Right now, American Airlines has a P/S ratio of about 0.61. This is way lower than the S&P 500 average, which comes in at 2.84 right now. Also, as we can see in the chart below, this stands somewhat below the highs for this stock in particular over the recent past.
If anything, AAL is in the lower end of its range in the time period from a P/S metric, suggesting some level of undervalued trading—at least compared to historical norms.
An often overlooked ratio that can still be a great indicator of value is the price/cash flow metric. This ratio doesn’t take amortization and depreciation into account, so can give a more accurate picture of the financial health in a business. This is a preferred metric to some valuation investors because cash flows are (a) generally less prone to manipulation by the company’s management and (b) are less affected by variation in accounting policies between different companies.

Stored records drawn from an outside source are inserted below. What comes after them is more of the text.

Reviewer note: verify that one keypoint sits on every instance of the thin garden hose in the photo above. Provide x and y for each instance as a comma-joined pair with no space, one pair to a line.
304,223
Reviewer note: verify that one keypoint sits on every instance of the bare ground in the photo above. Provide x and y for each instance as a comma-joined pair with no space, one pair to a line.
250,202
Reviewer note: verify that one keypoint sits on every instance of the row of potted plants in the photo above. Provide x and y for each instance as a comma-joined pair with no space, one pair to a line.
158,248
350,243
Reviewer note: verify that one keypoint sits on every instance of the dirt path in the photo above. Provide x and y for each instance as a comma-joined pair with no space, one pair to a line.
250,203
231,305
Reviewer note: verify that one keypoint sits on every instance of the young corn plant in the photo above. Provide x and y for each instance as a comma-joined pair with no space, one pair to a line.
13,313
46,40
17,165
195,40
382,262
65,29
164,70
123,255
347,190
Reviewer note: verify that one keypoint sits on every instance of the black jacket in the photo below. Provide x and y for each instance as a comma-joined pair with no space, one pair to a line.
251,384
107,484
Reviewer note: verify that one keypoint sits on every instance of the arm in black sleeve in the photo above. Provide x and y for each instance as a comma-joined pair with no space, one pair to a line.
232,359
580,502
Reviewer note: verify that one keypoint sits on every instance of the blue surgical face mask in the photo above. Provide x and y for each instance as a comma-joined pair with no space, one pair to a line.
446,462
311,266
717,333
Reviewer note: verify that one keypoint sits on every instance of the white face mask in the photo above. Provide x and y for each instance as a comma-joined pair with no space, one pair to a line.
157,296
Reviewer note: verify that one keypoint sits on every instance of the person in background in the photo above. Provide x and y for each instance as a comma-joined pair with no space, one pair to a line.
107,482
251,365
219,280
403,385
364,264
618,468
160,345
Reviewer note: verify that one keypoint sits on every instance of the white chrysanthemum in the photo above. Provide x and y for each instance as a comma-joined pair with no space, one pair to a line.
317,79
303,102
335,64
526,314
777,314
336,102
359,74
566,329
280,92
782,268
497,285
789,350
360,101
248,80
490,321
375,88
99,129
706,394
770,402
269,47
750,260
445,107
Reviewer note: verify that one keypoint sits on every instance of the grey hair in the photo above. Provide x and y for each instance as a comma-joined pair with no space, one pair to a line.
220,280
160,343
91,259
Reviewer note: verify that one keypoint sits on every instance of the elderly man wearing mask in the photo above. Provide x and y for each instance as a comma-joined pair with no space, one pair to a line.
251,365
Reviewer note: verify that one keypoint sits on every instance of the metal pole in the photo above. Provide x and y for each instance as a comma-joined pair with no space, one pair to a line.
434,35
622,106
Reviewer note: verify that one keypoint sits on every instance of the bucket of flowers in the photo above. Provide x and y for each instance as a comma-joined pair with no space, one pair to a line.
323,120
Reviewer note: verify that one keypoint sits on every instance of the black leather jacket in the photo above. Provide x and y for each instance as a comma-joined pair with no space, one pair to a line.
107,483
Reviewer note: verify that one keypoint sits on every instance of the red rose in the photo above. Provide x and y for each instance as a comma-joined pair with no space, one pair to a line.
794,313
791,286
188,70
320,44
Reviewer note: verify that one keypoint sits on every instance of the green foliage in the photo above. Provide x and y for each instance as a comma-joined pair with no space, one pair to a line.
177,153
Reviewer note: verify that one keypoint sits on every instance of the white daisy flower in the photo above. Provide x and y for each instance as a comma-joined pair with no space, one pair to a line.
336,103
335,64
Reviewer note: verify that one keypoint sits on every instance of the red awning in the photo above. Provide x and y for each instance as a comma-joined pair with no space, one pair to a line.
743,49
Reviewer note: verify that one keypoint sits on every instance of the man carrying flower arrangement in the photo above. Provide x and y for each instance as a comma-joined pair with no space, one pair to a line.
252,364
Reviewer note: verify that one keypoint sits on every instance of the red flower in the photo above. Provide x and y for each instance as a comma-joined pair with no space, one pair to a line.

The ratio is generally applied to find out whether a company’s stock is overpriced or underpriced with reference to its cash flows generation potential compared with its competitors. However, it is not commonly used for cross-industry comparison, as the average price to cash flow ratio varies from industry to industry.
In this case, American Airlines’ P/CF ratio of 3.58 compares favorably with the Zacks classified Transportation-Airline industry average of 5.57, which again indicates that the stock is undervalued in this respect.
Broad Value Outlook
In aggregate, American Airlines currently has a Zacks Value Style Score of ‘A’, putting it into the top 20% of all stocks we cover from this look. This makes American Airlines a solid choice for value investors. Clearly, AAL is a solid choice on the value front from multiple angles.
What About the Stock Overall?
American Airlines looks to be a good choice for value investors, and there are other favorable factors that this company enjoys, as well. It is worth noting that American Airlines has a Growth grade of ‘B’ and a Momentum score of ‘A’. This gives AAL a Zacks VGM score—or its overarching fundamental grade—of ‘A’. (You can read more about the Zacks Style Scores here >>)
However, the company’s recent earnings estimates have been mixed at best. The current quarter has seen four estimates go higher in the past sixty days compared to one lower, while the full year estimate has seen five revisions upward and one downward in the same time period.
This has had a clear impact on the consensus estimate, as the current quarter consensus estimate has risen by 11.6% in the past two months, while the full year estimate has climbed just 2.2%. You can see the consensus estimate trend and recent price action for the stock in the chart below:
This somewhat mixed trend is why the stock has just a Zacks Rank #3 (Hold) and why we are looking for in-line performance from the company in the near term.
American Airlines is an inspired choice for value investors, as it is hard to beat its incredible lineup of statistics on this front. However, with a Zacks Rank #3, it is hard to get too excited about this company overall. In fact, over the past two years, the Zacks Transportation-Airline industry has largely underperformed the broader market, as you can see below:
So, value investors might want to wait for estimates and analyst sentiment to turn around in this name first, but once that happens, this stock could be a compelling pick.